Some of the most common causes of swollen puffy eyes include:

Allergic Reaction

If the condition comes on suddenly, you may be having an allergic reaction to something you encountered, or something you ate or drank. Think back. Were you exposed to poison ivy or poison oak? Did you ingest anything unusual? To treat, consider an over the counter antihistamine. If your reaction is severe, you may need a steroid injection, which you can get from an emergency room.

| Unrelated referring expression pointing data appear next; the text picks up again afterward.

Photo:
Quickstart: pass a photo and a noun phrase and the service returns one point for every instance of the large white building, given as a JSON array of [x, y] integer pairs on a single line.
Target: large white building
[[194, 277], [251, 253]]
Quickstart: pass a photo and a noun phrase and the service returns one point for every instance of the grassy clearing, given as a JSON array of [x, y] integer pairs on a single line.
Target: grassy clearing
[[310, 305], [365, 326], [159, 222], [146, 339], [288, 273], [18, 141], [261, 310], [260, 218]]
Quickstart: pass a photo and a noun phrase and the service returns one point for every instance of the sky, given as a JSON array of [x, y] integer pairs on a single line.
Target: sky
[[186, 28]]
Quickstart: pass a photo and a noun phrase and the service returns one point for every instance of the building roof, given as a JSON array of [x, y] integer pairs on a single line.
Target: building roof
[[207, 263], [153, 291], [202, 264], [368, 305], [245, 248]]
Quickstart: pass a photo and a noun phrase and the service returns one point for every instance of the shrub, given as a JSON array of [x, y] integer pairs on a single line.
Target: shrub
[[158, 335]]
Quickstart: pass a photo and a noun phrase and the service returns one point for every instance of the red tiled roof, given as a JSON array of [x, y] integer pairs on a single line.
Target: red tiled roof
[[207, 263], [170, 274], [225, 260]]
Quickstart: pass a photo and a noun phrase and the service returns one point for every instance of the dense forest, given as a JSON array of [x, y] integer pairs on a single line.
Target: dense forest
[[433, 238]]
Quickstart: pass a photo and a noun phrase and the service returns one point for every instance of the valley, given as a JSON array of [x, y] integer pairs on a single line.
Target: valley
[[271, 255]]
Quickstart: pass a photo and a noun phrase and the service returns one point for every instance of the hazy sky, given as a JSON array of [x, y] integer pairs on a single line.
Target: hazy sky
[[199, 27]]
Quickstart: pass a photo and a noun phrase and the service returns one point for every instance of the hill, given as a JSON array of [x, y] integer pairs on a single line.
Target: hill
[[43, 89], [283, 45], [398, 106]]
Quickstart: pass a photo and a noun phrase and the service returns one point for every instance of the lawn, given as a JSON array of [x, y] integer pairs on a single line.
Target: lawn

Fluid Buildup While Sleeping

Do you always wake up with swollen, puffy eyes? If you, it’s likely they are a result of fluid build-up while you sleep. To prevent, elevate your head slightly using a fluffier pillow or an extra pillow. To treat, get up a little earlier than usual so the fluid has a chance to leave the upper area. After about 20 minutes, the swelling will naturally reduce.

Bad Reaction to Makeup

Your eye makeup may be to blame for your swollen, puffy eyes. If you can’t see any other reason, look at your skincare and makeup routine. Consider switching to all-natural products with no or very few chemical ingredients. To treat, try going without eye makeup for a few days. For immediate relief, lie down with your head elevated. Place a very cool cloth over your closed eyes. The swelling should reduce.

If your swelling doesn’t go down easily with the solutions mentioned above, you may have an eye infection. Make an appointment with your eye doctor for a thorough examination.